A Primer on Collecting a Judgment in California

A Primer on Collecting a Judgment in California

On Behalf of | Jul 2, 2015 | Business

Often times, a judgment creditor will complain that he/she may have a money judgment from the Court stating that a judgment debtor owes them money, but that the debtor fails or refuses to pay. Winning the litigation and getting the judgment is sometimes only half the battle.

Legally speaking, a judgment is an obligation resulting from verdict: an obligation, e.g. a debt, that arises as a result of a court’s verdict contained in a document setting out an obligation of this kind. In order to obtain a judgment against a debtor, a creditor or collector must take the debtor to court. If the debtor loses or does not respond, the court will issue a judgment in favor of the creditor or collector.
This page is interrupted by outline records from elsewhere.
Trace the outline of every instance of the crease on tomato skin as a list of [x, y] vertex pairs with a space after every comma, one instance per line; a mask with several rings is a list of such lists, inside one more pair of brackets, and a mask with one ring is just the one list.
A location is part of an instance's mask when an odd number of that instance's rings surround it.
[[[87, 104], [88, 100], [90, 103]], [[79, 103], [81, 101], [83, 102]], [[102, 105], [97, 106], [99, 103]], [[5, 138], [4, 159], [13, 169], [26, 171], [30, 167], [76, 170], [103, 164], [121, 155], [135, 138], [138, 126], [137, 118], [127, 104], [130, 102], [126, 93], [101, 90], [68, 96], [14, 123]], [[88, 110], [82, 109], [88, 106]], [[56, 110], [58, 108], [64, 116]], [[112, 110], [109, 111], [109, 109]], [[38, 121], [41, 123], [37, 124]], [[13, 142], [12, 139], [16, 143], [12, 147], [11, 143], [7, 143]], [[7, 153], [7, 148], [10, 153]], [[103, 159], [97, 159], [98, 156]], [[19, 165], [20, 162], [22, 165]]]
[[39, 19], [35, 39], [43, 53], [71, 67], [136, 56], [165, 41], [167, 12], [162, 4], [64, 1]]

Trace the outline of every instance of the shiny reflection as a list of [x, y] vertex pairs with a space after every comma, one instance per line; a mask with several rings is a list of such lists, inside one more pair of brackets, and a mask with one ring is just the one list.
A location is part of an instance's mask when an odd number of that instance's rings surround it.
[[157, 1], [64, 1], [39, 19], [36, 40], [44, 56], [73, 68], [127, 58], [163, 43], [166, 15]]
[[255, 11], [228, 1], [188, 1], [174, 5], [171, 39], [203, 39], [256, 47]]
The judgment will be filed with the court, and once that happens, it is public record. The negative effects to their credit and public embarrassment are often not enough to motivate a debtor to pay up.


What is a creditor to do? Retain commercial collections attorney Ronald P. Slates.
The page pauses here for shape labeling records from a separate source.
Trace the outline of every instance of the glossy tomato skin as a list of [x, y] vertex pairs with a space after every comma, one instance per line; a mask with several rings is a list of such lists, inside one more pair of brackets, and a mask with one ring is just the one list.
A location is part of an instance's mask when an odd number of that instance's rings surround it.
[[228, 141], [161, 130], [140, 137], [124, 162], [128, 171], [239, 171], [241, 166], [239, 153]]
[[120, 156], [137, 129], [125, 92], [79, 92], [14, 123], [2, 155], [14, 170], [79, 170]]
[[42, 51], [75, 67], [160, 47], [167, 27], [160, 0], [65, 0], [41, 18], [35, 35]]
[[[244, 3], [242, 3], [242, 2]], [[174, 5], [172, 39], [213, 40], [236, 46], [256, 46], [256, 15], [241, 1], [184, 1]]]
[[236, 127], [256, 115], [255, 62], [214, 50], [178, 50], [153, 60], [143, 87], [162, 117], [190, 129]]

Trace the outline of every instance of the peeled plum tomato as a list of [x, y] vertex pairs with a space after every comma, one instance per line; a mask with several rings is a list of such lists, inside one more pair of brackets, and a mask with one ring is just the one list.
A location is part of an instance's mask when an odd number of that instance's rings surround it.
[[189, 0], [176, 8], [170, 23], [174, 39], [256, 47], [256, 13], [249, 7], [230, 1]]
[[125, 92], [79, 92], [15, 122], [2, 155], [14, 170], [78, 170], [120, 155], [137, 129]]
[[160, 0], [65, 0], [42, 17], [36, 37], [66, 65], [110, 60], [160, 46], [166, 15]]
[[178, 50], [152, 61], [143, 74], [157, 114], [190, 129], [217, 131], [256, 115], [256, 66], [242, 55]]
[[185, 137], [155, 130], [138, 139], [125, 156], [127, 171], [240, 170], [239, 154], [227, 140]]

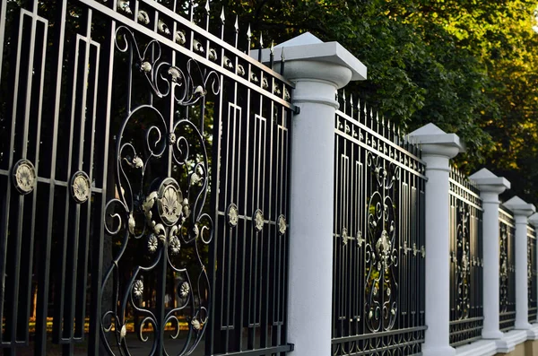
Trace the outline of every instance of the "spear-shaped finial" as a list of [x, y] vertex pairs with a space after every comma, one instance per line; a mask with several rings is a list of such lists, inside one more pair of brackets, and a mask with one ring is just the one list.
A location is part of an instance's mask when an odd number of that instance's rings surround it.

There are several options to collect a judgment and each has its benefits and costs, and may or may not be available, effective or prudent to use, depending on the financial situation of the debtor.  It is important for judgment creditors to have a competent creditor attorney to help them determine the best course of action, and to monitor the judgment debtors until the debtor pays, or money is collected.

A money judgment in California is good for ten years (Code of Civil Procedure Section 683.020).  California is one of the few states that allow a renewal of a money judgment, without a maximum on the number of renewals.  The judgment must be renewed before the time to enforce the judgment expires (Code of Civil Procedure Section 683.130(a)), and cannot be renewed if the judgment has been renewed within the last five years (Code of Civil Procedure Section 683.110(b)).

There is a benefit to the Judgment creditor of renewing early and often in that the Judgment earns interest from the time the Judgment is entered until it is paid.  Interest earned is simple interest, as it does not compound.  When a judgment is renewed, the unpaid interest is added to the principal amount due and interest is now earned on the new principal.  Additionally some costs paid by the debtor may be included in the new principal of the money judgment.  Renewing the judgment has the effect of compounding the interest earned.